He shut the door with haste. It may be that his frightened repentance of the night and morning had not eaten in, but this dehumanizing interment of her who had been so pathetically human shook him utterly, and as he crouched again on the high stool in the laboratory he swore faith to his wife . . . to Zenith . . . to business efficiency . . . to the Boosters’ Club . . . to every faith of the Clan of Good Fellows.
Then a nurse was soothing, “All over! Perfect success! She’ll come out fine! She’ll be out from under the anesthetic soon, and you can see her.”
He found her on a curious tilted bed, her face an unwholesome yellow but her purple lips moving slightly. Then only did he really believe that she was alive. She was muttering. He bent, and heard her sighing, “Hard get real maple syrup for pancakes.” He laughed inexhaustibly; he beamed on the nurse and proudly confided, “Think of her talking about maple syrup! By golly, I’m going to go and order a hundred gallons of it, right from Vermont!”
She was out of the hospital in seventeen days. He went to see her each afternoon, and in their long talks they drifted back to intimacy.
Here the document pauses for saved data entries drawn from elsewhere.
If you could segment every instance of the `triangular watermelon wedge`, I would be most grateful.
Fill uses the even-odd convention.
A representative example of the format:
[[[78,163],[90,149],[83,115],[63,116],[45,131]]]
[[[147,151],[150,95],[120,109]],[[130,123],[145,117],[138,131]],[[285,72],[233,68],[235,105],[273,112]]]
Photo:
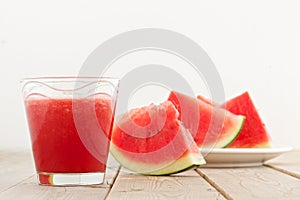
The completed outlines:
[[[123,167],[147,175],[172,174],[205,164],[178,116],[169,101],[119,116],[112,133],[112,155]]]
[[[209,101],[172,91],[168,98],[180,113],[198,147],[224,148],[230,145],[243,127],[245,117],[235,115]]]
[[[218,106],[203,96],[199,95],[197,98],[213,106]],[[268,148],[272,146],[271,137],[248,92],[228,100],[221,107],[234,114],[246,116],[241,133],[228,146],[229,148]]]
[[[265,124],[248,92],[230,99],[223,104],[232,113],[246,116],[245,125],[237,139],[228,147],[231,148],[267,148],[272,146]]]

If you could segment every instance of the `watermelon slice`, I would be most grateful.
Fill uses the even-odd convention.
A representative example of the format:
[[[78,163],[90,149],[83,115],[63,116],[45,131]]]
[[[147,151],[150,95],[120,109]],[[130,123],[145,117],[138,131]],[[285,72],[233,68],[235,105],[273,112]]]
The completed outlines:
[[[205,164],[193,137],[166,101],[129,111],[116,120],[111,153],[125,168],[162,175]]]
[[[245,125],[237,139],[228,147],[267,148],[271,147],[271,138],[262,122],[248,92],[229,101],[223,107],[232,113],[246,116]]]
[[[170,100],[180,112],[180,119],[202,148],[223,148],[238,136],[245,117],[212,106],[190,96],[172,91]]]
[[[218,106],[218,104],[212,102],[210,99],[207,99],[207,98],[205,98],[203,96],[198,95],[197,99],[199,99],[200,101],[203,101],[204,103],[210,104],[212,106]]]

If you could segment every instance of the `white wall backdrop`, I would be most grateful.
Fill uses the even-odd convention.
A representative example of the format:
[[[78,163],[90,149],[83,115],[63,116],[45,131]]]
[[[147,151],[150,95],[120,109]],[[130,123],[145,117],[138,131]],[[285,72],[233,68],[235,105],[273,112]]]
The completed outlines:
[[[22,78],[76,75],[103,41],[145,27],[200,44],[226,97],[248,90],[274,142],[300,148],[299,10],[296,0],[0,0],[0,148],[30,147]]]

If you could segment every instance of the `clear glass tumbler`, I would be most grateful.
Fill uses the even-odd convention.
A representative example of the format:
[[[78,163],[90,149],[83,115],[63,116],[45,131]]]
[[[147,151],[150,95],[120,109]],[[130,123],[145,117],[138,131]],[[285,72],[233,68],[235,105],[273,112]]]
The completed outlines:
[[[119,80],[46,77],[22,84],[39,184],[103,184]]]

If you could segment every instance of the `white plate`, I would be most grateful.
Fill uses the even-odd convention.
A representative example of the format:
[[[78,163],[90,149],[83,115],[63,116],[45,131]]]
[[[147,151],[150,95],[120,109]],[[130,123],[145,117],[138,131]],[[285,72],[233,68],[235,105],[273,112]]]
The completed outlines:
[[[251,167],[291,151],[291,146],[275,148],[201,149],[206,165],[203,167]]]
Once he hinted something of his relations to Tanis and the Bunch, and she was inflated by the view that a Wicked Woman had captivated her poor George.
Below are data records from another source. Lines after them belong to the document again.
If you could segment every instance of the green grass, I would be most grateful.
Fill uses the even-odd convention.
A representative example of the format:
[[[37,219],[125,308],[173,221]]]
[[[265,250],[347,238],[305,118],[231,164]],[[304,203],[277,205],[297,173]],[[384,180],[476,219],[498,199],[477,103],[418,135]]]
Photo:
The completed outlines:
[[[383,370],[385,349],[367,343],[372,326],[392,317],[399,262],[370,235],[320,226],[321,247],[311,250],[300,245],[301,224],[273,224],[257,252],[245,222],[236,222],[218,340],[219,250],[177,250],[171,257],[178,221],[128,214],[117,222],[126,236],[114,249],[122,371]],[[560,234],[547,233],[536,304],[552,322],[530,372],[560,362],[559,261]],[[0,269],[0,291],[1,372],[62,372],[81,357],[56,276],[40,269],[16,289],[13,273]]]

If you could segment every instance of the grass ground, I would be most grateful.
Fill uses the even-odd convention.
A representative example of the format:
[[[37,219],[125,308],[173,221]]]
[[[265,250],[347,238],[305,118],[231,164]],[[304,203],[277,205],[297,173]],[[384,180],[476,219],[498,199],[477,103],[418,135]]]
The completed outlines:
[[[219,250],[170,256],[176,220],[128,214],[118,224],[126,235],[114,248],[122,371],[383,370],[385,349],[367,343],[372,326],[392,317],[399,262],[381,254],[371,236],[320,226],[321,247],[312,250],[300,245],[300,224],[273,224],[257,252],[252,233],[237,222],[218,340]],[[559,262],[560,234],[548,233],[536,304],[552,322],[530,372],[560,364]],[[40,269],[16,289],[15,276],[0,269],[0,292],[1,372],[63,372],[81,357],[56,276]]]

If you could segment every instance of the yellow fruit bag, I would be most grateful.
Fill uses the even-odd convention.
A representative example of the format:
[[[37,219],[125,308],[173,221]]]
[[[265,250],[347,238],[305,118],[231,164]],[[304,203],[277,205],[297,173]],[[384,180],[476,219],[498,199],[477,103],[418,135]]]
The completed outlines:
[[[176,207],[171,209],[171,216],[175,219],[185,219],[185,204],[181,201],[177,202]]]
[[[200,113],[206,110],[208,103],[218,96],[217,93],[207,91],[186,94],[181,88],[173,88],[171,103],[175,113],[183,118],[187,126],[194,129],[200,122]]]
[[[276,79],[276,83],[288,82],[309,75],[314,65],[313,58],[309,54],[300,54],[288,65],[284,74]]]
If once he had doubted his neighbors and the supreme charm of the Good Fellows, he was convinced now. You didn’t, he noted, “see Seneca Doane coming around with any flowers or dropping in to chat with the Missus,” but Mrs. Howard Littlefield brought to the hospital her priceless wine jelly (flavored with real wine); Orville Jones spent hours in picking out the kind of novels Mrs. Babbitt liked—nice love stories about New York millionaries and Wyoming cowpunchers; Louetta Swanson knitted a pink bed-jacket; Sidney Finkelstein and his merry brown-eyed flapper of a wife selected the prettiest nightgown in all the stock of Parcher and Stein.